It is important to remember that there is a difference between arguments intended to demonstrate a truth and arguments intended to convince a listener. The first kind of argument is reasoning, the second kind is rhetoric. This distinction is especially important to remember when you are dealing with generalizations about groups of people.

Most political discussions about gender, race, class, and so on consist entirely of rhetoric. Discussions about gender, race, and class are necessarily general in nature, whether they are politically correct or not. Whether it is the PC culture warrior who states their axiom, "Women are underrepresented in field X due to oppression," or the red piller who says, "Women are hypergamous," a generalization has occurred.

In rhetorical arguments about general facts, the entire battle is for control of the archetype. An archetype for a group is a specific type of individual from within the group which the mind treats as its representative for the entire group. So, for example, when someone says, "White Americans brutally enslaved Africans and have kept them down ever since," the image invoked in the mind is that of a white man whipping a black man and forcing him to stay low to the ground.

This is the kind of statement that might be made by a liberal in order to justify (or merely "explain") a local group of black teenagers beating the shit out of white guy for walking through their neighborhood. It starts out with an undeniable fact in order to establish legitimacy (black people were enslaved), then transfers to a statement which invokes imagery. The point of the statement is not to justify the ethics of the black teens, nor is it really intended as a causal explanation. The real point is to invoke an archetype. The black teens are the black man enslaved and beaten into the ground, the white man is the brutal slave owner. So of course, the beating of the white man, though regrettable as a senseless act of revenge, is perfectly understandable.

Keep in mind here that this is all intended to operate in the emotional background. In the foreground there might be bickering over whether black people are really "kept down by white people," and so on, and that's where the argument will seem to be focused. But in fact the real heart of the argument is in the background, in the battle for the archetypes.

The way to win a rhetorical argument is to recast the archetype, or simply resort to the plain facts. The white guy who got the shit kicked out of him was on the way to work, not a brutal slave owner, nor was he in any way responsible for the behavior of slave owners from the past. The black teens who kicked the shit out of him were violent thugs who take pleasure in beating the shit out of people, and are people who the liberal would likely find very unpleasant to be around, despite his warm sense of pity and respect for them.

My point is not that a "good argument" will avoid the struggle over archetypes.
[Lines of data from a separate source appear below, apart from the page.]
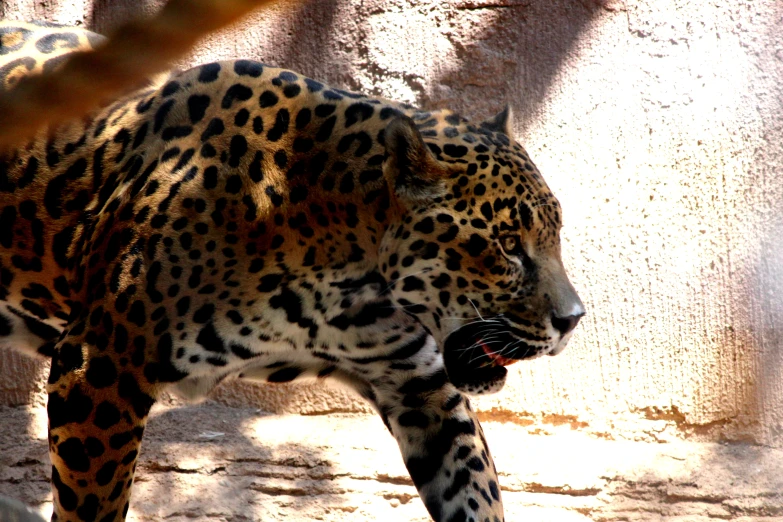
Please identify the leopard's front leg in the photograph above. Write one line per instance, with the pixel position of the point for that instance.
(442, 445)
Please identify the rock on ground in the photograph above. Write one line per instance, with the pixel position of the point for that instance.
(216, 463)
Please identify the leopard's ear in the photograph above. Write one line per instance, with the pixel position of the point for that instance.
(411, 169)
(501, 122)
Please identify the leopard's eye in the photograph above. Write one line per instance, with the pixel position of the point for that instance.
(512, 245)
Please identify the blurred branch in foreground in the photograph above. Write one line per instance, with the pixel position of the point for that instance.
(135, 51)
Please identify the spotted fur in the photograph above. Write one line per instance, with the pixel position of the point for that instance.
(241, 220)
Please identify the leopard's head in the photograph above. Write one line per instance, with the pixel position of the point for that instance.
(475, 255)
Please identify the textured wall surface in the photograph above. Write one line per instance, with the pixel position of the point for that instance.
(658, 125)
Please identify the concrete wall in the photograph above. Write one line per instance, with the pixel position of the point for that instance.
(658, 125)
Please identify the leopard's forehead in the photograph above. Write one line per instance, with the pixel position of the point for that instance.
(493, 181)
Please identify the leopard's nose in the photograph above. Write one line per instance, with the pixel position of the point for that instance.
(566, 324)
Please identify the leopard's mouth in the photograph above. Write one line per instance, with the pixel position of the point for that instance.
(474, 360)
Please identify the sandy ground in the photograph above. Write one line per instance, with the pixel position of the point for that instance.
(216, 463)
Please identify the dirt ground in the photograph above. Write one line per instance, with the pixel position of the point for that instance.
(217, 463)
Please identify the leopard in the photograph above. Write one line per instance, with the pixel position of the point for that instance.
(240, 221)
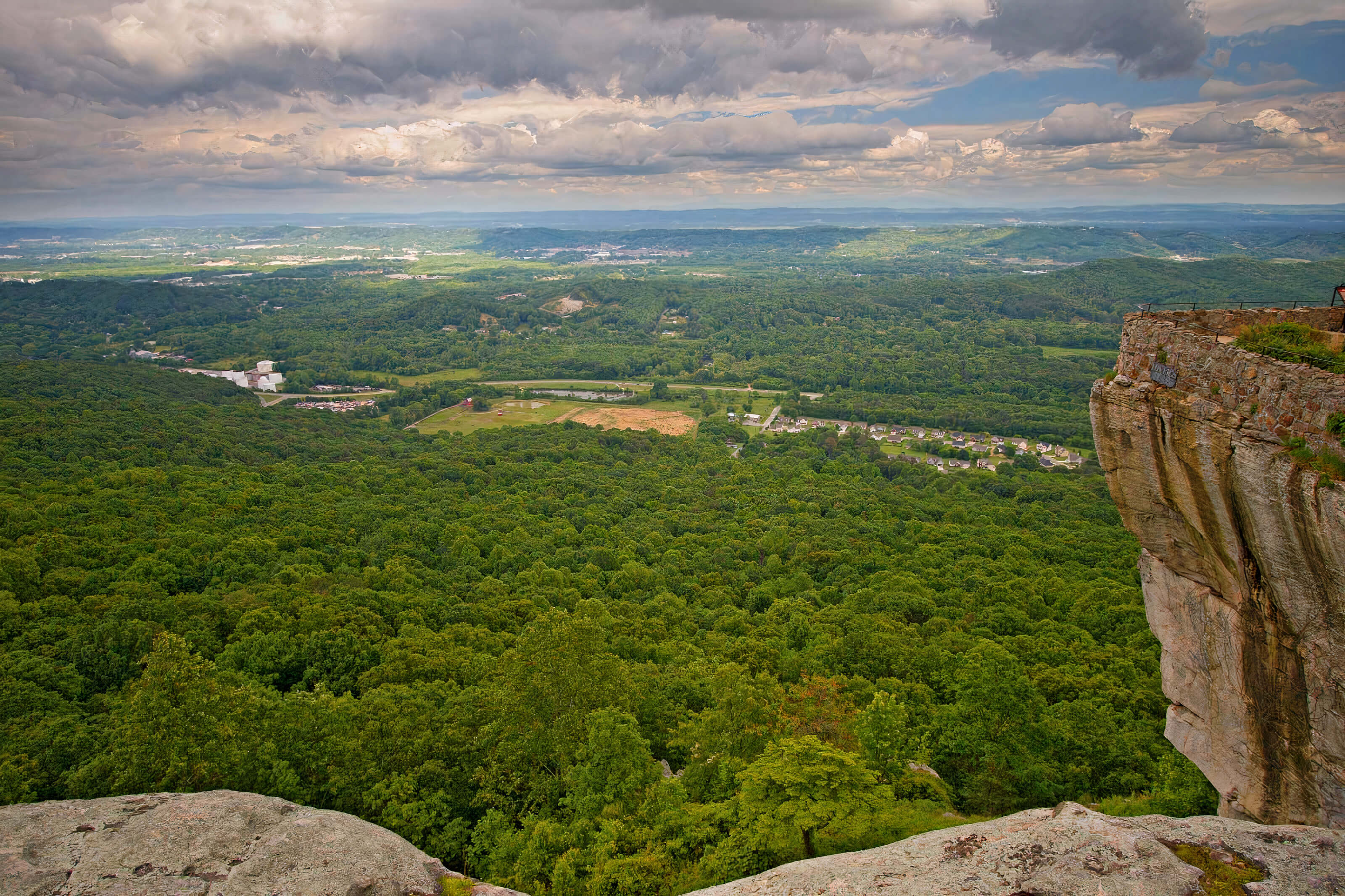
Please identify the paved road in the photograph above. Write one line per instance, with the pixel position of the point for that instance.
(269, 399)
Certainly archetypes are shit when it comes to determining the facts, but in rhetorical arguments they are always present in the background, regardless of their usefulness in determining the truth. If you ever do want to win an argument of this kind, remember where the true rhetorical center really lies.

Liberals and blue pillers in general have known this for quite some time, at least instinctively. The whole point of r/thebluepill is to find the worst and most ridiculous examples of redpillers in order to reinforce their archetype of redpillers. They have no interest in addressing the red pill philosophy directly.

This is also why I think trp's "blue pill examples" are important for new people. Each "blue pill example" is a direct attack on the male and female archetypes handed down to us by the PC status quo. To men who already understand the truth of the society we live in, these are unnecessary and even annoying. We are more focused on the facts, on what is generally true and generally false (and yes, it is possible to reason about generalities with validity). The struggle over archetypes, which is just a rhetorical struggle, does not interest us. But it still has its place, if we wish to help men change.